A common definition?
It set me wondering if we proponents of the case method, in fact, share much common ground with equally dedicated proponents of other approaches to student engagement in classroom discussion, and whether we can arrive at a common, umbrella definition that by combining our voices would increase our impact in faculty development and pedagogic units around the world.
So I dropped the authors a line and asked about the boundaries that define PBL. What distinguishes PBL from the case method?
They replied with some very collaborative, open and thoughtful responses. Here is some of what they said:
- A case is a problem that has a solution that can be shared or not with students.
- A PBL problem has no solution; it is an issue that needs to be addressed. In many cases it is ill-defined and part of the process is to define it.

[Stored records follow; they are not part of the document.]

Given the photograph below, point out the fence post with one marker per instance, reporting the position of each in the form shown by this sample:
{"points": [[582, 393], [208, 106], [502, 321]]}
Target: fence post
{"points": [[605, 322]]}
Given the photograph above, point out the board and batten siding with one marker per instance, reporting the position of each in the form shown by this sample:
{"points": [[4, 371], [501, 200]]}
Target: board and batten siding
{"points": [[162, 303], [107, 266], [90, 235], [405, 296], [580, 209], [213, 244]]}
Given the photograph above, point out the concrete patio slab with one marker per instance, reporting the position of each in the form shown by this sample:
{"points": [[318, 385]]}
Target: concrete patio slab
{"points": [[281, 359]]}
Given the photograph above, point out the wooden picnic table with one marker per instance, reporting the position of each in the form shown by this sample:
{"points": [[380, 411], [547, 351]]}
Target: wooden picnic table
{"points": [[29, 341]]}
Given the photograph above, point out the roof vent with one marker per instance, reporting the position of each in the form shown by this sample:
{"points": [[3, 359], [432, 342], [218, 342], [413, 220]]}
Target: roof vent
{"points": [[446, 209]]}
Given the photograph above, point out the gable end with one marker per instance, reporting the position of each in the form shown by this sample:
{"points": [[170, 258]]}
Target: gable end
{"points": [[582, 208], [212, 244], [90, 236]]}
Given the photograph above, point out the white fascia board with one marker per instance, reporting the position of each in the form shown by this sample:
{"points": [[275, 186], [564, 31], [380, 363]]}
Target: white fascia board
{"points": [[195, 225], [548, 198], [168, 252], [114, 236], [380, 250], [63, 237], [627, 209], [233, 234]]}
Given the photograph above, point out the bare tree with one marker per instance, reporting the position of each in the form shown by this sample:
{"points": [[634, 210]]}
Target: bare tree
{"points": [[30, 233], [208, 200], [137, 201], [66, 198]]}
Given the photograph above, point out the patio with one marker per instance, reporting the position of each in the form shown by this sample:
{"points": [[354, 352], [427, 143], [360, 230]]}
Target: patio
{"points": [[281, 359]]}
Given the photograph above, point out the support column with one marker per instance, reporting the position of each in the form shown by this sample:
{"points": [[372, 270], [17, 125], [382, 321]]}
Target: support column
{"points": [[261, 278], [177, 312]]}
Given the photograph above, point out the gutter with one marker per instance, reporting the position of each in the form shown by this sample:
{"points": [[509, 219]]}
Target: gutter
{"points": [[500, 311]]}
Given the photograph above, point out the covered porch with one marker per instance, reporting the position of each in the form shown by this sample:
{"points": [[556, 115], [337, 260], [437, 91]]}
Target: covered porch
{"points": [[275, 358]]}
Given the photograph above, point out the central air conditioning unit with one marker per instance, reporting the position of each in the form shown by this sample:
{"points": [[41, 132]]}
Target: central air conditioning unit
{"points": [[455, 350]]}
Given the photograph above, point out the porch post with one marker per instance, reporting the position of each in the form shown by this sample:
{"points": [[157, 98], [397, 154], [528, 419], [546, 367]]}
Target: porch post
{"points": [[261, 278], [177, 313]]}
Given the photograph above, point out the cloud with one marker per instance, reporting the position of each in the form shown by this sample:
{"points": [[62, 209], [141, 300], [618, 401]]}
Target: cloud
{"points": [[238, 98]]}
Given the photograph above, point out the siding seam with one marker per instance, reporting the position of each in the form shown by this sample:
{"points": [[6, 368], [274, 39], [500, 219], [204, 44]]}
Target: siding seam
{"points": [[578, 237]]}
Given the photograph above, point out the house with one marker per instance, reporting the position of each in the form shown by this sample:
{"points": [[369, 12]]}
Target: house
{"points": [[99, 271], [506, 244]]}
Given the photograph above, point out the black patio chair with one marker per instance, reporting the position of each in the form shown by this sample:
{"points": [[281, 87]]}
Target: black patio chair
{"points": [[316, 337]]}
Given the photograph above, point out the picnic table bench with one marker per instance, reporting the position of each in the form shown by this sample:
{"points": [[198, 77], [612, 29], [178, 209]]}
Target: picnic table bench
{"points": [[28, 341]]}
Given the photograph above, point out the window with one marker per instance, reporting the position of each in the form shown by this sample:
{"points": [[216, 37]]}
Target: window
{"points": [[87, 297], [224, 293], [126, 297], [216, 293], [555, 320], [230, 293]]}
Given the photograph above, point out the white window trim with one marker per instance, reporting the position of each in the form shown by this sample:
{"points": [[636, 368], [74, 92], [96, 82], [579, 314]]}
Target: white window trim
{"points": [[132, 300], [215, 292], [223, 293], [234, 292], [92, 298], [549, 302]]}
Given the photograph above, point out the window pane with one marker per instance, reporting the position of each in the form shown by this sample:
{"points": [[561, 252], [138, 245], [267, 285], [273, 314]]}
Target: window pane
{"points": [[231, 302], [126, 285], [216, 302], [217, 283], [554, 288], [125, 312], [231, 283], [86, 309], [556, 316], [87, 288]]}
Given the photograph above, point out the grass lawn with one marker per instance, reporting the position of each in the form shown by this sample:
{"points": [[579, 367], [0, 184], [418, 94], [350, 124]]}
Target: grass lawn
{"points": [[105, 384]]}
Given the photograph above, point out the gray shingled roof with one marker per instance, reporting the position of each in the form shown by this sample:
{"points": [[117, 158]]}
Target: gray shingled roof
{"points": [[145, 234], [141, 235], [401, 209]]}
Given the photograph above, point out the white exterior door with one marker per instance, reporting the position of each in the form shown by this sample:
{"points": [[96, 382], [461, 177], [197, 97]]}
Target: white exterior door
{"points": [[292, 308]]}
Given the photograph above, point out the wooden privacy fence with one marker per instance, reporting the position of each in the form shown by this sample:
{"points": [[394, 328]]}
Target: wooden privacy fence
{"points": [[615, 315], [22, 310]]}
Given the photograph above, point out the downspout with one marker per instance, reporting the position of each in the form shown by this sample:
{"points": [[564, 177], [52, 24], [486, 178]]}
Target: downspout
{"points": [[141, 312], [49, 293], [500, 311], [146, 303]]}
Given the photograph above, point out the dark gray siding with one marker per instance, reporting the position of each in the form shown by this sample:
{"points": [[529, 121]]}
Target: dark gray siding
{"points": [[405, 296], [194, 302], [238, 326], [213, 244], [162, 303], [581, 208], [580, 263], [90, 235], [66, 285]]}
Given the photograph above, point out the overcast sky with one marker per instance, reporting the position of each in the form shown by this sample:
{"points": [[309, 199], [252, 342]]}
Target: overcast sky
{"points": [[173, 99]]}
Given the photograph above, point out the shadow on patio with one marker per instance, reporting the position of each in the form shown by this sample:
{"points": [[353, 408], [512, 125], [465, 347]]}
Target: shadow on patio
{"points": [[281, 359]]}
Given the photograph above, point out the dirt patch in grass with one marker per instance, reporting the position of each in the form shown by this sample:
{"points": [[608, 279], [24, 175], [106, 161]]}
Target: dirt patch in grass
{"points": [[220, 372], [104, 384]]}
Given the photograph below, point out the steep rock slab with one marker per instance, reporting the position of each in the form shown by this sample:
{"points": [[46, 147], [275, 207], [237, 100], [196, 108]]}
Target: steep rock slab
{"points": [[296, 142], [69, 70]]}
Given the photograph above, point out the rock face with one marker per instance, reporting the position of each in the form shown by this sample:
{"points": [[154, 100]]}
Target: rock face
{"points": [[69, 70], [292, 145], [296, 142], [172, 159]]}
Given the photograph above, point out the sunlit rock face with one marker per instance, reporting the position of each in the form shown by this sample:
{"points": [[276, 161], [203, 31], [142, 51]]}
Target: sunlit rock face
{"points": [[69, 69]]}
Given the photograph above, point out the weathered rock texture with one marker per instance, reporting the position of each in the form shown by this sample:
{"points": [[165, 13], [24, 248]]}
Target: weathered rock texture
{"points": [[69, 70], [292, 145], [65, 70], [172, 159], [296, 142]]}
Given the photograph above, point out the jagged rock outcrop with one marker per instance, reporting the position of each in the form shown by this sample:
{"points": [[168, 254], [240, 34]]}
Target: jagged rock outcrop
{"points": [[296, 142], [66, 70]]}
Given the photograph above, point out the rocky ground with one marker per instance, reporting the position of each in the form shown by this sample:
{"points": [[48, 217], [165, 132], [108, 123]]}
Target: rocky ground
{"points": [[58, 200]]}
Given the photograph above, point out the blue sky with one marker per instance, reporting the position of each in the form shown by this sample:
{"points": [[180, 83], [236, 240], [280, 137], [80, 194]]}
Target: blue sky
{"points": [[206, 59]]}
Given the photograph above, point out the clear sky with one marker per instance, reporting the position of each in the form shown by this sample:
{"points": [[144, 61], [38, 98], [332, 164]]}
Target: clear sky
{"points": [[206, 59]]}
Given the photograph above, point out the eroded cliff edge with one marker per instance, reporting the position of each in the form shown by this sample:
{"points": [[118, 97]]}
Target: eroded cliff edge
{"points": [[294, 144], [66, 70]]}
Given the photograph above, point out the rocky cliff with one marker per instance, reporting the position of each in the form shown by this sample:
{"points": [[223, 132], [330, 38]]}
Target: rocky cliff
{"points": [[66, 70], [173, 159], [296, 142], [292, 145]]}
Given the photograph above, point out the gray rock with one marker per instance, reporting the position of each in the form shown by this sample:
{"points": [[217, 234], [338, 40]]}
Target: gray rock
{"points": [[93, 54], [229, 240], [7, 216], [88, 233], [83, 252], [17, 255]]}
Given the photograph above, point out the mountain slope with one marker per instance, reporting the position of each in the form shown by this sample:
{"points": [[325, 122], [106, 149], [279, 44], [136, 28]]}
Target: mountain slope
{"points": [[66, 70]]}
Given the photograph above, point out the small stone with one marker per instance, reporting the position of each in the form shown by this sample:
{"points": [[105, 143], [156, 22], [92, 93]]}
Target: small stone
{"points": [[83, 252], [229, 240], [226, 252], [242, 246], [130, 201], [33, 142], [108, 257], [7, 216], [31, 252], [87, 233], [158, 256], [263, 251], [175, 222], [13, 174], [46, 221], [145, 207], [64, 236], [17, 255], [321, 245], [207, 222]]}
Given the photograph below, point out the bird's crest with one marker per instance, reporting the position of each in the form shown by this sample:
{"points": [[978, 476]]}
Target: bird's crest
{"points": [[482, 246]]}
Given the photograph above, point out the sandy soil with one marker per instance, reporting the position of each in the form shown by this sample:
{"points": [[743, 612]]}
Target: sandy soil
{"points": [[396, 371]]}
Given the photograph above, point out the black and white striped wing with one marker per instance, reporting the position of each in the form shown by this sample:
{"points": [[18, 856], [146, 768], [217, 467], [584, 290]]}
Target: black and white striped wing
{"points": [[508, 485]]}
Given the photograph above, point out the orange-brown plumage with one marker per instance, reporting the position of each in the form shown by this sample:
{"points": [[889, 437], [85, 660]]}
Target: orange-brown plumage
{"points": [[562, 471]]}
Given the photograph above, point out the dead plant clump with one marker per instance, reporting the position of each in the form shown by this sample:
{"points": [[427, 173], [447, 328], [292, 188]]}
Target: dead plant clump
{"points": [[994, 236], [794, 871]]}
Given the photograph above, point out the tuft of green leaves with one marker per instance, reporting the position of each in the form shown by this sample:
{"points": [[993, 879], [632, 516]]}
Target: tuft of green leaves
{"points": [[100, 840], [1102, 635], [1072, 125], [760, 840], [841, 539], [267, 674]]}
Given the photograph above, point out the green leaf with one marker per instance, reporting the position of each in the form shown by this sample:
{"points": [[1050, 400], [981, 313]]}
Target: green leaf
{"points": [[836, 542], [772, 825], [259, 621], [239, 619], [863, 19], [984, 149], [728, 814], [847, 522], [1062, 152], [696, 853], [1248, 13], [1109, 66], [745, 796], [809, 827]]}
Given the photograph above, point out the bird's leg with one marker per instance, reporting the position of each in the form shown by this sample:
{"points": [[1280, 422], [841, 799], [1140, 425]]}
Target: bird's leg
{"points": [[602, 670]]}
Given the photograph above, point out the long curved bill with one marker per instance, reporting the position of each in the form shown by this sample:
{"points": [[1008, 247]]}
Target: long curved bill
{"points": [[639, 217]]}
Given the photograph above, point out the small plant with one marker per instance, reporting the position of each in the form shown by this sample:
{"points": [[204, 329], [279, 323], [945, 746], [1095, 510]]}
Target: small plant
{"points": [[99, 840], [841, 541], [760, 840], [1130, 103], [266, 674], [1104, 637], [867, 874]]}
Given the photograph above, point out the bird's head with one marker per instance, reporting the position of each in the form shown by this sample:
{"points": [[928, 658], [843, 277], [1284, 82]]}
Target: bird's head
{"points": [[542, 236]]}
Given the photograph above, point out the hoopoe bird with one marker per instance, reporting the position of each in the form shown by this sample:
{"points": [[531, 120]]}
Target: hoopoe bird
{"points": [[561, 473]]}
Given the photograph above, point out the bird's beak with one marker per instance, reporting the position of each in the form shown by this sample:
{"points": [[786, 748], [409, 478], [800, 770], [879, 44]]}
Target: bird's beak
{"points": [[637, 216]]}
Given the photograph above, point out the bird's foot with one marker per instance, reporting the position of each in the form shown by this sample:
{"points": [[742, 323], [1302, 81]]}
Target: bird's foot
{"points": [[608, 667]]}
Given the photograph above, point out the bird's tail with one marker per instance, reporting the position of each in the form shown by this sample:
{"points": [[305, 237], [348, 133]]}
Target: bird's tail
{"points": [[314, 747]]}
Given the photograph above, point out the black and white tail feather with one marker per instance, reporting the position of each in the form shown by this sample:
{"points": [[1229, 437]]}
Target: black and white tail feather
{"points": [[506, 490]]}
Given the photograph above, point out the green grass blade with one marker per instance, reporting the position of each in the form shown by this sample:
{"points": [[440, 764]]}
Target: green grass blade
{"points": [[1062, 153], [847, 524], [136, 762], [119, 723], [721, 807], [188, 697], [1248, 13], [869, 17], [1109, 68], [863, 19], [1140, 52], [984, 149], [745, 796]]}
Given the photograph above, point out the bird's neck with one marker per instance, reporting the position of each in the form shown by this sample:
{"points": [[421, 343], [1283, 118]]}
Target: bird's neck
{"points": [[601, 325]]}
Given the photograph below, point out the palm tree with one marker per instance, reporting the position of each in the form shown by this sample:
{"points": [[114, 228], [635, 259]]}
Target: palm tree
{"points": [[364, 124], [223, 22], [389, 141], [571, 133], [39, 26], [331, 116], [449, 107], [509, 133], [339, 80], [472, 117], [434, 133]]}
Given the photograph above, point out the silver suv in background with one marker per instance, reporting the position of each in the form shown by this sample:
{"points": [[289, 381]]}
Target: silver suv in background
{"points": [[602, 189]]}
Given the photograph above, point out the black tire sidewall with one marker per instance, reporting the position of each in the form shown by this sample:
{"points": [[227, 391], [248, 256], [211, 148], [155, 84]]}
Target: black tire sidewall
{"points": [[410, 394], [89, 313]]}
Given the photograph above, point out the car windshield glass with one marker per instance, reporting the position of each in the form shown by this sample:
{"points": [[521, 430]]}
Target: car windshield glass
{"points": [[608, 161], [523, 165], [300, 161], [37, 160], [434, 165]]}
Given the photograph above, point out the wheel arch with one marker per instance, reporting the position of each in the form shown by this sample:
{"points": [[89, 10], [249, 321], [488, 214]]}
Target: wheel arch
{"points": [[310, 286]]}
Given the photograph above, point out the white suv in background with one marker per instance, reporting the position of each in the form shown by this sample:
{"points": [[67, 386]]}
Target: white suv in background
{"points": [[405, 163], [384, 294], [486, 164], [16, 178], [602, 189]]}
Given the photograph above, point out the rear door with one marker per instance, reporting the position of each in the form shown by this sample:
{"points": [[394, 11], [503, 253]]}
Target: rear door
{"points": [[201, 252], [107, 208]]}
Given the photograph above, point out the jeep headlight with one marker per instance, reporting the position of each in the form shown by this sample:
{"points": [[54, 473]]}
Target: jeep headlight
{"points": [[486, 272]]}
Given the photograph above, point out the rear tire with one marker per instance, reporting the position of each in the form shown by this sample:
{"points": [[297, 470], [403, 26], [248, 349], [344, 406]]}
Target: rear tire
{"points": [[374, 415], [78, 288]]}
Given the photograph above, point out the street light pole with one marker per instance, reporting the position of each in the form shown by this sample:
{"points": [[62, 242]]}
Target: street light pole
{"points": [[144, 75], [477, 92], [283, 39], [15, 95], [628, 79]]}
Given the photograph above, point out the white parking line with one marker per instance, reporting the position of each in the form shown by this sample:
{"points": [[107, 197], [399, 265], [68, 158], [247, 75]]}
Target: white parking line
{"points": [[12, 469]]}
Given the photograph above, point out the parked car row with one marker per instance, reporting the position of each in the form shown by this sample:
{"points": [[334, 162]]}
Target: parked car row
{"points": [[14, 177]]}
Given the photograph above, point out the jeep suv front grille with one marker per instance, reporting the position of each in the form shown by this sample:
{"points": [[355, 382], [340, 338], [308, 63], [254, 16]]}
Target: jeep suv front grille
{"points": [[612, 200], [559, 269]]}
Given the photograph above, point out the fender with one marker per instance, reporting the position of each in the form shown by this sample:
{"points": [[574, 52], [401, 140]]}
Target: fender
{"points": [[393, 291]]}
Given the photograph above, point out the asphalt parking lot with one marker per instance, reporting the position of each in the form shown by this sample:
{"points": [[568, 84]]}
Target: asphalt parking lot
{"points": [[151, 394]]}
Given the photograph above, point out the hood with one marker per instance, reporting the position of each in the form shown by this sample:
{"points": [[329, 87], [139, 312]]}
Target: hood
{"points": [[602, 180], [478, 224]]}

- A case study is very structured compared with a problem-based experience (PBL). The case, by providing direction and relevant data, leads the participant to the issues and the facts of the case. In PBL we create an environment for the students to determine what might be relevant to solve a problem and then help them find the data/information that will help them make the decision.
- (In living cases…) the students might be given some background on the company but much of the information they get comes directly from employees and senior administers face to face. This type of case is also closer to problem-based learning depending on the instructor’s intentions.”
So, do we need to re-name those approaches to student engagement that share the values of Socratic dialogue and, if we do, what should that name be?